Until now, NewsGuard’s revenue has come from ISPs, browsers, search engines and social platforms which have paid to use the ratings in the news feeds and search results served up to customers. News sites themselves do not pay for the service.
Much of the $6 million launch funding came from Publicis Groupe and the 70-year-old Knight Foundation which supports journalism. But a group of individuals have also been supporting NewsGuard including Nick Penniman (co-founder of HuffPost), US politician Tom Ridge, and former Thomson Reuters CEO Tom Glocer. The two founders Brill and Crovitz are believed to own a majority of the shares.

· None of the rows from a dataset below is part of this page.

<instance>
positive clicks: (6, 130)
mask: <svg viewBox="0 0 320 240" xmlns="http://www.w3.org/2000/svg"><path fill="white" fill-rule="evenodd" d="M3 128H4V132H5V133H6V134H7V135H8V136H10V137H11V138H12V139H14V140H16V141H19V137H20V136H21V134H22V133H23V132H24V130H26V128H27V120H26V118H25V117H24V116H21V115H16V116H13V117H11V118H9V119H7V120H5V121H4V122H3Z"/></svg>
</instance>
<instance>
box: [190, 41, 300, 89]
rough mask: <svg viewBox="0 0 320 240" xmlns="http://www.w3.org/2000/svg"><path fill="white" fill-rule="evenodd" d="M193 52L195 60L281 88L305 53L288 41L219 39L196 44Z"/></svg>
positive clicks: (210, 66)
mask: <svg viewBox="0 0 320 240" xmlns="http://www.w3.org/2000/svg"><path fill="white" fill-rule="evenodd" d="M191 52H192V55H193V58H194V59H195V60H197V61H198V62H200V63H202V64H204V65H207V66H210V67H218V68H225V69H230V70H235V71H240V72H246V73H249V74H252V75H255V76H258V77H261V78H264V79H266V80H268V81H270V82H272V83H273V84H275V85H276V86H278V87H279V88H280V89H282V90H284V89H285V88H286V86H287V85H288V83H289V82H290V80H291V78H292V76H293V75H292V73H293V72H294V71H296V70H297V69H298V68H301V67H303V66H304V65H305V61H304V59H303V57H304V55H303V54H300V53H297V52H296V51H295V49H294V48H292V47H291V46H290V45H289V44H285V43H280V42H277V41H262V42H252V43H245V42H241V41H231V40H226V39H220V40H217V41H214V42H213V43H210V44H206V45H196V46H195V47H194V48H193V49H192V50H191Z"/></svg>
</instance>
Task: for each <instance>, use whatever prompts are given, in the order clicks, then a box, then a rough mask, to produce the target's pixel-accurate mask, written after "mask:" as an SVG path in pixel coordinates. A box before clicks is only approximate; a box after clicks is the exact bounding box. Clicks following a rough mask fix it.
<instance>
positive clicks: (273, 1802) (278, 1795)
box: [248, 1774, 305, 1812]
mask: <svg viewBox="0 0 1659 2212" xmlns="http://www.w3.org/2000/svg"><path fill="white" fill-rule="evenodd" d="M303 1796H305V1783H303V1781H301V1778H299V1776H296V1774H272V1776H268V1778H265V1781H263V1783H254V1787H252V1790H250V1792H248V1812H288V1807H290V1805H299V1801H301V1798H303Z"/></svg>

NewsGuard employs some 35 journalists who review and publish labels on news sites based on nine journalistic criteria including whether the information is presented responsibly, whether errors are routinely corrected, and whether site ownership is disclosed. Each item gets a red (fail) or a green (pass) icon next to every news source, denoting whether it is trustworthy or not. The service has added a reliability score of 0-100 for each site based on its performance on the nine criteria: “We’ve always said that not all Greens (or Reds) are the same; now, you’ll see the numbers”.
Steven Brill, whose recent book “Tailspin” claimed core American systems were breaking down, has said: “We’re trying to be the opposite of an algorithm. We see ourselves as the logical, classic, free market American way to solve the problem of unreliable journalism online.”
NewsGuard’s decision now to seek major new investment or an outright sale may (like the ‘new’ membership business model) reflect the tough learnings of its first two years. The big question is whether consumers really will subscribe in sufficient numbers, even though NewsGuard ratings cover more than 5,000 web sites accounting for 95% of engagement with news in the US, UK, France, Germany and Italy.
Some would-be buyers might find NewsGuard a bit of a challenge. After all, it is only 18 months since the UK’s biggest newspaper site, the Daily Mail, was given “a red” for its content. It was promptly changed to “green” after protests from, and discussions with, Mail executives – despite NewsGuard’s criticism of deceptive headlines, some false content and apparent conflicts of interest. No comment.